A University of Vermont botanist studying the decline of spruce firs high in the Green Mountains says in an article that a growing amount of circumstantial evidence indicates that acid rain is a significant factor in the trees' decline.

"Proving the impact of acid rain on forests is extremely difficult because forests grow slowly and are subject to a wide variety of influences," writes Hubert W. Vogelmann in the November issue of Natural History magazine. "Nevertheless, mounting evidence indicates that acidic rainfall may be impairing forest productivity and killing trees in several regions."

Acid rain, the result of chemical interactions in the atmosphere that turn the pollutants from coal-burning and automobile exhausts into sulfuric acid and nitric acid, has long been implicated in the destruction of aquatic life in Canadian and northern European lakes. Few scientists, however, have gone as far as Vogelmann in linking acid rain to the destruction of vegetation.

As recently as Aug. 30, Carl Bagge, president of the National Coal Association, told the Canadian Bar Association, "Scientists haven't found any sound evidence of acid rain damage to vegetation in the natural environment."

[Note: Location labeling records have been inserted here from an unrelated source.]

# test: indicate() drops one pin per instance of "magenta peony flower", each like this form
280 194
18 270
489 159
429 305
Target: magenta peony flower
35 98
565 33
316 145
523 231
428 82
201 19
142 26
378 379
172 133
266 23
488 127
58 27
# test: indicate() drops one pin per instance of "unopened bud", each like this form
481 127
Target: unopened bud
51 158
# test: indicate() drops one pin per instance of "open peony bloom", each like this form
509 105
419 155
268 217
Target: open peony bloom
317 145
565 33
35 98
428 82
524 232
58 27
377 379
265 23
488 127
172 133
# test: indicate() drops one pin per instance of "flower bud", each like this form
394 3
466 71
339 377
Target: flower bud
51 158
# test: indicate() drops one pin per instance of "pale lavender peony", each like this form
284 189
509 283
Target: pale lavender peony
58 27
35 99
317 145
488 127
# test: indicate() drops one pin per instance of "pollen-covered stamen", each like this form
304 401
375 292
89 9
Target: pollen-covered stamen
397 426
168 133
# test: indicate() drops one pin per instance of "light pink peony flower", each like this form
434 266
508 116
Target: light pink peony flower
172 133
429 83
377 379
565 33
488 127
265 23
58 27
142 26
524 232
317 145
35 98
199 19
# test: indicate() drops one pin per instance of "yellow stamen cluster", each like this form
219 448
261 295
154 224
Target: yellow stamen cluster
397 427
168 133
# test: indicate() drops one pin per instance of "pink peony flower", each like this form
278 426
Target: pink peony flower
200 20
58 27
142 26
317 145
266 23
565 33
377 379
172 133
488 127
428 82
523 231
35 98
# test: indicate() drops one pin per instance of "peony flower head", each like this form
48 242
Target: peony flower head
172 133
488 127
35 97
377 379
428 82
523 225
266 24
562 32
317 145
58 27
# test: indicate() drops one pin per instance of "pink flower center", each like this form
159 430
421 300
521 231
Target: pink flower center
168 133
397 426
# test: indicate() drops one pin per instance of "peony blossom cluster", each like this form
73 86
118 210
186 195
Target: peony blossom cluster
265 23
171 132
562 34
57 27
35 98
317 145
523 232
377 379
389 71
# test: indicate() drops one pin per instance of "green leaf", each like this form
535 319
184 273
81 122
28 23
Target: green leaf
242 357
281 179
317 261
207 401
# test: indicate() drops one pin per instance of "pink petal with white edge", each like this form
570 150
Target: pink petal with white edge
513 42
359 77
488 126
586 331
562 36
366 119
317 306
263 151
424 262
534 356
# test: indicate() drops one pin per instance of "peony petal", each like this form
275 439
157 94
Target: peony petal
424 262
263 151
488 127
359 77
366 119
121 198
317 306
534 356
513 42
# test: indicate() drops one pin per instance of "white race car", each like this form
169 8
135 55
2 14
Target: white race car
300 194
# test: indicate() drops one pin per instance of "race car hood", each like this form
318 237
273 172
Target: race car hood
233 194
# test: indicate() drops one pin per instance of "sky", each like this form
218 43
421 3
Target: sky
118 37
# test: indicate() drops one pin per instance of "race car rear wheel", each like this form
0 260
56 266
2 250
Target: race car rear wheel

John Corliss, an Agriculture Department research scientist studying acid rain's effect on vegetation as part of a government-wide task force, said yesterday, "We haven't identified yet any clear direct or indirect relationship between vegetation decline and acid rain . But we're just beginning."

In his magazine article, Vogelmann reports that nearly 50 percent of the spruces on the high slopes of Camel's Hump Mountain in northern Vermont have died since 1965, and "tree density, basal area a measure of the amount of standing wood and seedling reproduction also have declined about 50 percent."

Vogelmann discounts the possibility that the trees' decline could have been caused by insects or disease, long-term growth cycles (during which a large number of trees will grow, mature and die within a few years of each other) or changes in climate. His researchers could find no insect culprits, he said, and the affected trees ranged in age from seedlings to 300-year-old spruces.

He points out, however, that the spruces under study grow in "a severe subarctic climate" on thin, naturally acidic soils. "These trees, already growing in a harsh environment, may be highly susceptible to the added insults of acid rain and heavy metals."